On the first question, Olivier and Rigobert both defended the lump sum calculation methodology applied. In their opinion, actors at operational level are adequately involved. Olivier also specified that the amounts received by health centres are appropriate according to the data collected by the PBF technical committee. The main remaining problem resides at hospital level where health care providers consider the lump sums as insufficient.

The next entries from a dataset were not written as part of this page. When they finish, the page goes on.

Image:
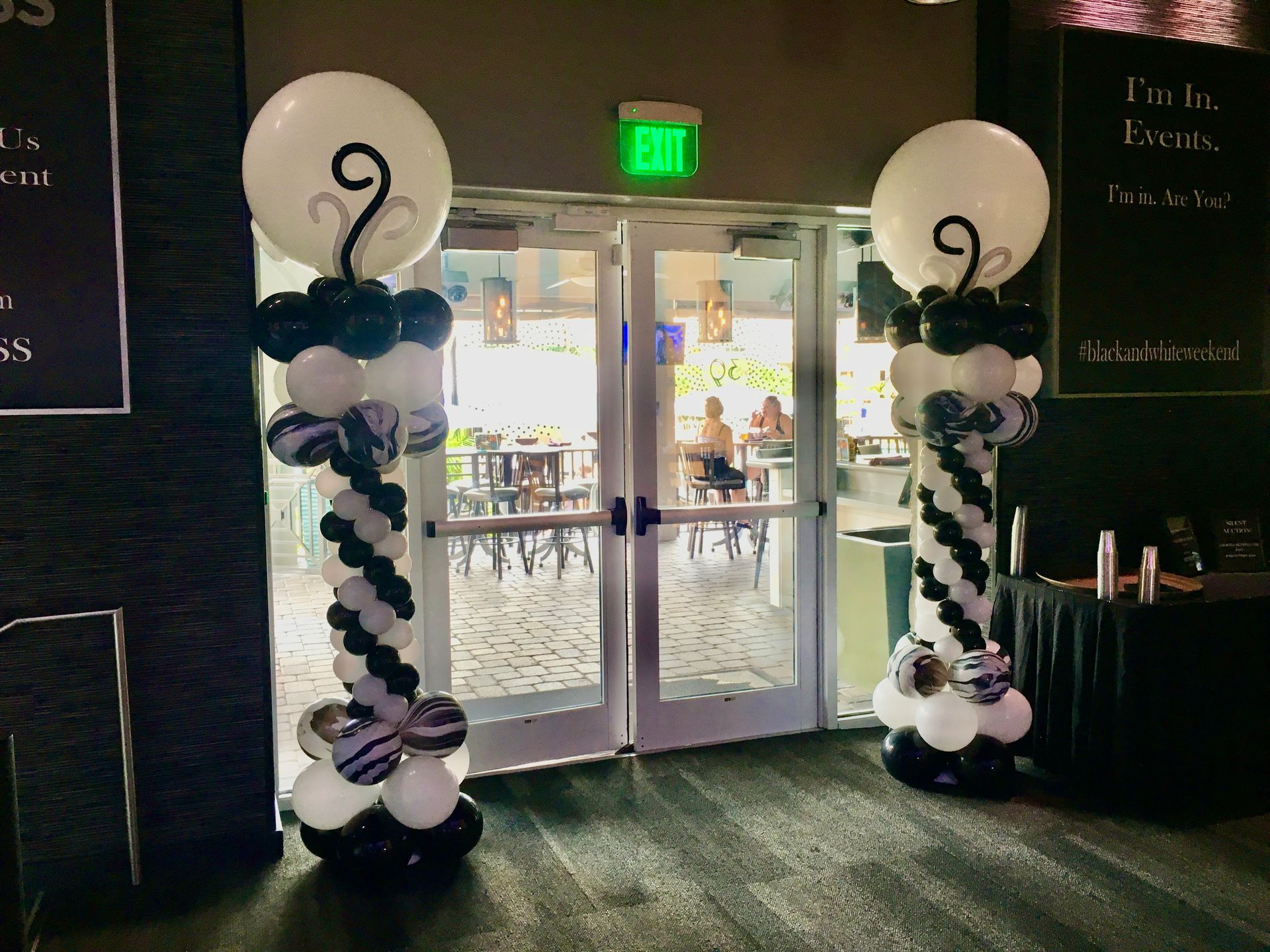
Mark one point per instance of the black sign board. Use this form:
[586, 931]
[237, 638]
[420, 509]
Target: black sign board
[1159, 266]
[63, 343]
[1238, 542]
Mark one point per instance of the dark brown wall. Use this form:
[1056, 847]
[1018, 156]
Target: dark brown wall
[1118, 462]
[159, 510]
[804, 102]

Mathieu nuanced this assessment by reminding COP members of rather contradictory observations made in the field, and called for an extension of the debate beyond the Burundi case. Longin Gashubije (Ministry of Health, Burundi) agreed and also introduced a new element in the debate, pointing to irregularities in payments made by the Burundi Government. According to him, this could reduce the interest of health care providers for the PBF scheme and drive them away from good practices. He put again the possibility of earmarking part of the funds for PBF on the table, without proposing a clear technical mechanism to do so, however.
Synthesis of the debate
In a message that proved to be the last of the debate, Mathieu synthesised the exchanges and reminded COP members of the key elements of the issue of merging different financing mechanisms. (1) Yes, there are serious arguments for operational synergies that nobody really contested. (2) In practice, however, some health facilities have seen their PBF resources channelled towards the reimbursement of user fee exemptions. For these, it appears resources are not devoted to paying for performance but to free health care instead. Whatever the causes, the PBF effect probably got undermined. (3) This calls for a careful approach in the design and follow-up of mergers of financing mechanisms. Olivier and Rigobert focused a lot on the issue of available budgets. Other considerations must also be taken into account. It is even more important for countries where PBF is becoming one of the major funding mechanisms.